Mengele’s particular mania for enforced suffering was directed at twins.  Historians believe as many as 1,000 twins between the age of 2 and 16 were infected with illnesses and surgically tortured without the use of anesthetics.   This fascination with twins preceded Mengele’s time at Auschwitz, having played a part in German racial pseudo-science among faculty at university medical departments.

This historical framework is not a part of Konar’s fictional tableau; neither is a detailed portrait of Mengele’s background or personal inclinations.  He, like other key aspects of Mischling, is presented as part of a dream landscape, sometimes evoked by key motifs – his way with a smile, objects he treasured, his interaction with subordinates in the infirmary – so that the man remains a mythic figure, a practitioner of cruelty who might be an “angel of death.” 

Mischling has at its core the story of twin girls, Stasha and Pearl, who arrive at Auschwitz in 1944 and remain trapped by Mengele’s experiments until the Russian liberation of the camp.  This event introduces one of the novel’s rare uses of concrete historical detail in its otherwise vaguely sketched portrait of 1940s Poland.  The surviving twins are pictured among the children who were brought out to the camp fence by Russian nurses to be filmed for Soviet newsreel cameras.  Stills from this footage became iconic images of the German war against the Jews. 

READ: HISTORY ON AN INTIMATE SCALE

Pearl, having been released from the ruined camp infirmary, encounters the Russian camera and its subjects: “prisoners, tiny little prisoners whom the Russians had dressed in the gray-striped, voluminous uniforms of adults for the atmospheric purposes of their film.”

This is a rare passage in the novel linked to recognizable historical documentation. Large swaths of Mischling are strangely fantastic.  Once Stasha and a counterpart leave Auschwitz as part of the death march famously presented in Elie Wiesel’s Night, they embark on what reads like an adventure out of Grimms’ fairy tales.  A horse carries them over the war-torn Polish countryside, and they narrowly escape the threat of death in scenes that are reminiscent of the revenge-narratives found in films like Quentin Tarantino’s Inglourious Basterds.     

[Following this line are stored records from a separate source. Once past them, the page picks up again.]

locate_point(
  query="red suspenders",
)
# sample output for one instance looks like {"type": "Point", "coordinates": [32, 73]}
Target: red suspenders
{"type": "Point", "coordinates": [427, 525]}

The decision to write this way may have to do with Konar’s imagined audience. Her style echoes the kind of story-telling found in The Boy in the Striped Pajamas and in films like Roberto Benigni’s Life is Beautiful, which leaven Holocaust experience with a kind of childlike humour meant to offer respite from a brutal context. The concluding pages of Mischling read like children’s literature, but they could, in their fanciful tone, be about almost anything: “With the ruins behind, distant villages floated before us.  On horseback, we picked our way across the puddles of black pocking the white, Horse sinking midstep into lesions of mud. . . .” 

When Pearl arrives in newly-liberated Krakow, until recently the military headquarters of German-occupied Poland, the ancient city presents itself as something out of Alice in Wonderland: “Here and there you’d see a sudden flutter of curtains – you could see fingers appear at the edge of the lace, and it was as if every adult had turned into a child in a game of hide-and-seek.”

Sometimes a single sentence lurks in a carefully worked-out narrative and presents itself as a thread a reader might pull to uncover a book’s unconscious life. Pearl’s musings about the newly liberated city of childlike Poles is indicative of Mischling’s own goals.

The book imagines a Holocaust landscape that is purely made up, far from the life of wartime events themselves, all the while bent on offering up a style of writing that exhibits notable flair in response to things that might be said to be at the absolute bottom of human experience and action. The outcome is strangely disconcerting, but, certainly, a strain in recent developments in Holocaust fiction.